Dutch colonial governor

Louis van Assenburgh (also Assenborch, Assenburg), (c. 1657 – 27 December 1711), Governor of the Cape Colony between 1708 and 1711.

==Early life==
Van Assenburgh was the son of Pieter van Assenburgh and his wife, Susanna Houwens and was baptized on 23 December 1657 in the Westerkerk, Amsterdam. Before he joined the VOC, Van Assenburgh served under the 'Kaiser of the Donou'.

==Career==
Van Assenbugh was appointed as successor to Governor W. A. van der Stel and he left the Netherlands on 19 May 1707. As the ship sailed via Brazil, he only reached the Cape only 25 January 1708 and on 1 February he was introduced to the inhabitants of Cape by the secunde and acting governor, Johan Cornelis d'Ableing.

At the beginning of his term as governor, Van Assenburgh had the difficult task of appeasing the anger of the dissatisfied burghers caused by the revolt and dismissal of W. A. van der Stel and he had to ensure that the people adhere to the commands of the Lords XVII (Heren XVII). Among other things, he dealt with disputes between burghers and officials, stopped smuggling, introduced new licensing conditions for auctions and made improvements in the care of the sick. The people of the Cape were generally satisfied with his actions.

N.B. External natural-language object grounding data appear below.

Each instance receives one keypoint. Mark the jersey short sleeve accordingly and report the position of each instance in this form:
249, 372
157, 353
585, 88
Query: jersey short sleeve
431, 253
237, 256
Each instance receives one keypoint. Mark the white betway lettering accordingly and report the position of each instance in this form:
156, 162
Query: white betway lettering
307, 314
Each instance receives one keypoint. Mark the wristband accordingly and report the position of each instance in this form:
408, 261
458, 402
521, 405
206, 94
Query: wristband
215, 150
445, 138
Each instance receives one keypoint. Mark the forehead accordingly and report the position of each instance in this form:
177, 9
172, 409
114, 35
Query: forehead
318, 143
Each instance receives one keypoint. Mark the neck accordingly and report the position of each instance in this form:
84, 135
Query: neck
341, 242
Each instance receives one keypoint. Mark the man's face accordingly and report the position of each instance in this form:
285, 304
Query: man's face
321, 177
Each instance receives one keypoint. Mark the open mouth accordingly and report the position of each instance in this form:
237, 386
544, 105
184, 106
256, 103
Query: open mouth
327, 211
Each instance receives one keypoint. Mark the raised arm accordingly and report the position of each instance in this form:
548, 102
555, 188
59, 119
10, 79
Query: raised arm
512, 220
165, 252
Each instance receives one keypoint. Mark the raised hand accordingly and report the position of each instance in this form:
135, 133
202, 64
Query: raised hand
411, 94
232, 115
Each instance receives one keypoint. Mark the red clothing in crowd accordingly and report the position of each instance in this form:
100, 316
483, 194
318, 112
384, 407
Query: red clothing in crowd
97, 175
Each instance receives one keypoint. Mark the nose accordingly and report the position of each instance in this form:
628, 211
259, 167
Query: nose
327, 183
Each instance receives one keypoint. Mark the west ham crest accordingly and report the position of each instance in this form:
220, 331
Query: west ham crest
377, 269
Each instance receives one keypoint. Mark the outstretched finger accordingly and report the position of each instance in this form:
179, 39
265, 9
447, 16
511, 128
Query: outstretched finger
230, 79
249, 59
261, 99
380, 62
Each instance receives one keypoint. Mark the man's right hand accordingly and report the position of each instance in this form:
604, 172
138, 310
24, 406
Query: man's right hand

However, the former governor-general, Joan van Hoorn, who visited the Cape in 1710, criticized Van Assenburgh's rule in a letter addressed to his father-in-law, Abraham van Riebeeck. Van Hoorn accused Van Assenburgh, who was unmarried, of consorting with women of ill repute, being fond of frivolous entertainments and that the Cape had a general air of neglect. Although Van Assenburgh was accused of indecisive and improper conduct, it was because of his efforts that the Cape burghers became reconciled once again to the authority of the VOC.

==Death==
Van Assenburgh was bed-ridden for eight months before his death. He signed his last will and testament exactly a month before he died on 27 December 1711.